Figure 1 shows that marrow improvements were apparent by the first year and continued through the fourth year of treatment. As expected, based upon previous studies, improvements in marrow involvement were most frequent in those sites tending to be affected later in the course of the disease (the greater trochanter and the condyles). Figure 2 (top) presents pre-treatment and year-4 images from a 55-year-old female with dark marrow present in all six femoral zones at baseline. After 2 years of treatment, dark marrow resolved in the greater trochanter and condyles and decreased in the other four zones. Figure 2 (bottom) presents images from a 30-year-old male with baseline involvement of four zones; after 4 years of treatment, dark marrow resolved in the shaft, distal metaphysis and femoral head, but not in the intertrochanteric region.
Fig. 2

Dark marrow improvement in two patients after 4 years of eliglustat therapy. Top Coronal T1-weighted MR images of the proximal right femur of a 55-year-old female patient at baseline (a) and at 48 months (b) demonstrate decreased but persistent dark marrow in the femoral head epiphysis, greater trochanteric apophysis, and intertrochanteric region of the proximal femur. Dark marrow has also largely disappeared from the proximal femoral diaphysis. Coronal T1-weighted MR images of the distal left femur at baseline (c) and at 36 months (d) demonstrate substantially decreased dark marrow in the distal femoral diaphysis and metaphysis. Bottom Coronal T1-weighted MR images of the proximal right femur of a 30-year-old male patient at baseline (e) and at 48 months (f) demonstrate decreased dark marrow in the intertrochanteric region and proximal diaphysis of the femur. Coronal T1-weighted MR images of the distal right femur at baseline (g) and at 48 months (h) in the same patient demonstrate complete resolution of dark marrow in the distal femoral diaphysis and metaphysis with residual normal fatty marrow

Lumbar spine BMD (g/cm2) increased significantly (p = 0.02) from baseline to year 4 by a mean (SD) of 9.9 % (14.2 %) in the 15 patients with data. This increase in mean (SD) BMD from 0.99 (0.15) to 1.09 (0.19) g/cm2 corresponded to an increase in mean (SD) T-score from −1.6 (1.1) (osteopenia) to −0.9 (1.3) (normal), and to an increase in mean (SD) Z-score from −1.17 (0.9) to −0.48 (1.1).
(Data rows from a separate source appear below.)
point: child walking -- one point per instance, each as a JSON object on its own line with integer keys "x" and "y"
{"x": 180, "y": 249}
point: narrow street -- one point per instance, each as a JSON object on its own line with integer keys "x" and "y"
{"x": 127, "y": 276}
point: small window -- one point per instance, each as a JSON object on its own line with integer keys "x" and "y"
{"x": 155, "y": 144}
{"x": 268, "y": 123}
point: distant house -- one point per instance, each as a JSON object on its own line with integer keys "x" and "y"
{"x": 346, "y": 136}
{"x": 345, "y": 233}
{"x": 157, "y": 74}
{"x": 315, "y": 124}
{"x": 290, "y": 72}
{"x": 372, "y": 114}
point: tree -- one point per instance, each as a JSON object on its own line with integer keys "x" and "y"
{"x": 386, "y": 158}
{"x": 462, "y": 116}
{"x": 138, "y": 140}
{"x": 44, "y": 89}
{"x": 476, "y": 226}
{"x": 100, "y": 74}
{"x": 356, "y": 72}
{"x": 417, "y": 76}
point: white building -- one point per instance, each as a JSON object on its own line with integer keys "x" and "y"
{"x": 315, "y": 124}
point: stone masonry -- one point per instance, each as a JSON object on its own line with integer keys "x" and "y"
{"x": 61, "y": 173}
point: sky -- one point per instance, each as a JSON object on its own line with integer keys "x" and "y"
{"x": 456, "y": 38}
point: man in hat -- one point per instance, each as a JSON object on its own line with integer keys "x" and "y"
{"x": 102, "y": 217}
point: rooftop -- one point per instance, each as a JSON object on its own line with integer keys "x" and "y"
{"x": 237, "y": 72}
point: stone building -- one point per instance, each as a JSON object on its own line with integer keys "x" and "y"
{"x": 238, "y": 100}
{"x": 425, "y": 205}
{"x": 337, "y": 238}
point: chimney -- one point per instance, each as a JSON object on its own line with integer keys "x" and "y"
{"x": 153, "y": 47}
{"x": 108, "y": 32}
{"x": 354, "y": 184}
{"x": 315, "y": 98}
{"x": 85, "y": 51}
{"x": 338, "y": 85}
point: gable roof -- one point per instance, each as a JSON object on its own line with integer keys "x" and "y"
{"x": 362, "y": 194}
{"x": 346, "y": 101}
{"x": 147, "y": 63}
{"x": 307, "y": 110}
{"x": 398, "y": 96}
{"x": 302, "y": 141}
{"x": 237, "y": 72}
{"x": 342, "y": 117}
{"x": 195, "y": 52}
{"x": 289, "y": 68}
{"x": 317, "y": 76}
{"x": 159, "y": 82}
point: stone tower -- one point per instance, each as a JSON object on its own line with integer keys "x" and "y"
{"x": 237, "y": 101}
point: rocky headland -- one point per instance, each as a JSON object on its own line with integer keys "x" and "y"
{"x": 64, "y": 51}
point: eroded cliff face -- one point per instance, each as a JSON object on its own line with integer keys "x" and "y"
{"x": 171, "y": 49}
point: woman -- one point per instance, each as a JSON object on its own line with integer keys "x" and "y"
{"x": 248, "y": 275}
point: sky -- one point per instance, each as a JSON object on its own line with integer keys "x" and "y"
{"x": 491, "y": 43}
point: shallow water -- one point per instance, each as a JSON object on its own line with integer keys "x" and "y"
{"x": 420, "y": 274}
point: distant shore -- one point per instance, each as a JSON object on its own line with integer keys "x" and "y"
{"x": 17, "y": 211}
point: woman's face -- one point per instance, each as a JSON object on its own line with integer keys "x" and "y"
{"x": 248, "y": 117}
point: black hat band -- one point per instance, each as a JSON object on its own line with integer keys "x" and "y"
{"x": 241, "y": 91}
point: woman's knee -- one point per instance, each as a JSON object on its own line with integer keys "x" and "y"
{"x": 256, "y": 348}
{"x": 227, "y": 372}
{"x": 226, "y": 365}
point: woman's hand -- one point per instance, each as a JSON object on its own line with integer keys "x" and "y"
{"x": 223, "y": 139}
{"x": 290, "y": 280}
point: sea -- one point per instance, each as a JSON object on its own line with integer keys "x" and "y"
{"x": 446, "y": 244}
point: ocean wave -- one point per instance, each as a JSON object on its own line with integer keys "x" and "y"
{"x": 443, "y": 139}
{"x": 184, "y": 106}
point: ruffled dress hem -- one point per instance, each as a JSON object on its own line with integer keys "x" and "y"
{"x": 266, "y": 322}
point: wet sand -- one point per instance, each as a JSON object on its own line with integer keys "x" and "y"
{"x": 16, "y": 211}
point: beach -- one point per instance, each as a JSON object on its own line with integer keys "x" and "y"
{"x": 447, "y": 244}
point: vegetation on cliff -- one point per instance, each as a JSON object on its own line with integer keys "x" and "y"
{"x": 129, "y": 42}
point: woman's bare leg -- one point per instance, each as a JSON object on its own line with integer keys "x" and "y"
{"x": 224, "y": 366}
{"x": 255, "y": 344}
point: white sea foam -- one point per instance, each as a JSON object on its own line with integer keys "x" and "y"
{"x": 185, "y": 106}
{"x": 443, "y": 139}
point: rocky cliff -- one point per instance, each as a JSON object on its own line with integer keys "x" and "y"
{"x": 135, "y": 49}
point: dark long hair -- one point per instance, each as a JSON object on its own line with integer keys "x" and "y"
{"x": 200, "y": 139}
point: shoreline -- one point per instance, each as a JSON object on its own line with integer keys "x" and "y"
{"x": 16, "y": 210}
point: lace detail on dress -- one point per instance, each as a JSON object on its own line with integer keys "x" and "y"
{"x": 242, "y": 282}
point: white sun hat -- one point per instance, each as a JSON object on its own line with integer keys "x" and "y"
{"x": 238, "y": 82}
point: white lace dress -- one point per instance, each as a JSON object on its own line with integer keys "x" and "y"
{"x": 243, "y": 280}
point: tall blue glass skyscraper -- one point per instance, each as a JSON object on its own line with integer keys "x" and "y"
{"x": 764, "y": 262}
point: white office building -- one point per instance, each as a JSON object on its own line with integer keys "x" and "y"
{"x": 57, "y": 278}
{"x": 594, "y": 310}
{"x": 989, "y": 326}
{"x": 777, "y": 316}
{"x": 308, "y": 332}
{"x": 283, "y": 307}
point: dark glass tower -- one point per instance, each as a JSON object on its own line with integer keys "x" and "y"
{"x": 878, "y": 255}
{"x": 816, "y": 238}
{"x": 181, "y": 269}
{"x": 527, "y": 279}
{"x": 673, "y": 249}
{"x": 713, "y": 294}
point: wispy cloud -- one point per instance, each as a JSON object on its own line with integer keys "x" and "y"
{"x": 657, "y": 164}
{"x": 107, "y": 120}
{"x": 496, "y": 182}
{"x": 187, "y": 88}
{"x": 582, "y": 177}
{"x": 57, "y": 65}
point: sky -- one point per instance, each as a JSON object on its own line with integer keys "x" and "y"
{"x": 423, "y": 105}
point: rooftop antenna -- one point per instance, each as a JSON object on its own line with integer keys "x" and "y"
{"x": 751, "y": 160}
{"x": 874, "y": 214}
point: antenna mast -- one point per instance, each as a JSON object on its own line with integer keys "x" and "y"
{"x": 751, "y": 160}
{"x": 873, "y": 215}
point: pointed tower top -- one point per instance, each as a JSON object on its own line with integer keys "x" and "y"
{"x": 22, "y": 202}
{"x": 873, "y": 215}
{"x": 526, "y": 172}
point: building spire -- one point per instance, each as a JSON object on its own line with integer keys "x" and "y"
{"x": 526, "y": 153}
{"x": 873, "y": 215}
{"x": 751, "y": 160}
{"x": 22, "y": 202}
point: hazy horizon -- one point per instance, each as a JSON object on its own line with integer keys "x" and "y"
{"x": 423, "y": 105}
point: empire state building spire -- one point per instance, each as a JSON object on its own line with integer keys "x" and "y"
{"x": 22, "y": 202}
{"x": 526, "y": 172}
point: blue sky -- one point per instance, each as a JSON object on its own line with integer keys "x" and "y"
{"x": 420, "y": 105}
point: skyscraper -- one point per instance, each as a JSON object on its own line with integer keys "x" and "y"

Figure 3 displays baseline and year-4 lumbar spine T-scores for each patient and demonstrates that improvements were observed across both gender and age. Excluded from the BMD analysis were two patients assessed with different scanner types at baseline and follow-up, a patient with local bone abnormalities at screening that precluded BMD measurements, and a 40-year-old male with osteoporosis who was re-instated on bisphosphonate therapy following a decrease in lumbar spine T-score from −2.9 at baseline to −3.0 at year 1. For 13 patients with BMD data for the femur, the mean T-score increased from −0.04 (0.9) at baseline to 0.13 (1.0) at year 4; the mean Z-score increased from 0.27 (0.7) at baseline to 0.48 (0.8) at year 4. Cortical thickness of the mid-femoral diaphyses did not change from baseline in all 12 patients with data.
Fig. 3

Changes in lumbar spine bone mineral density with eliglustat treatment. Each point represents the T-score for a given patient, with age at treatment initiation shown adjacent to the symbol

No existing (prevalent) fractures or new (incident) fractures were detected in the spine or femurs of any patient at baseline or during 4 years of eliglustat treatment. Thirteen focal bone lesions were observed in the femurs of 8/19 (42 %) patients at baseline. These pre-existing lesions, located in the diaphysis (n = 7), proximal metaphysis (n = 3), distal metaphysis (n = 2), and condyles (n = 1), remained stable during treatment, and no new lesions developed in any patient. Bone infarctions were present in 7/19 (37 %) patients at baseline, with a total of 12 infarctions detected in the diaphysis (n = 6), distal metaphysis (n = 2), femoral head (n = 2), intertrochanteric region (n = 1), and condyles (n = 1). After 2 years of treatment, two (of four) infarctions improved in a 24-year-old patient. All other pre-existing infarctions remained stable.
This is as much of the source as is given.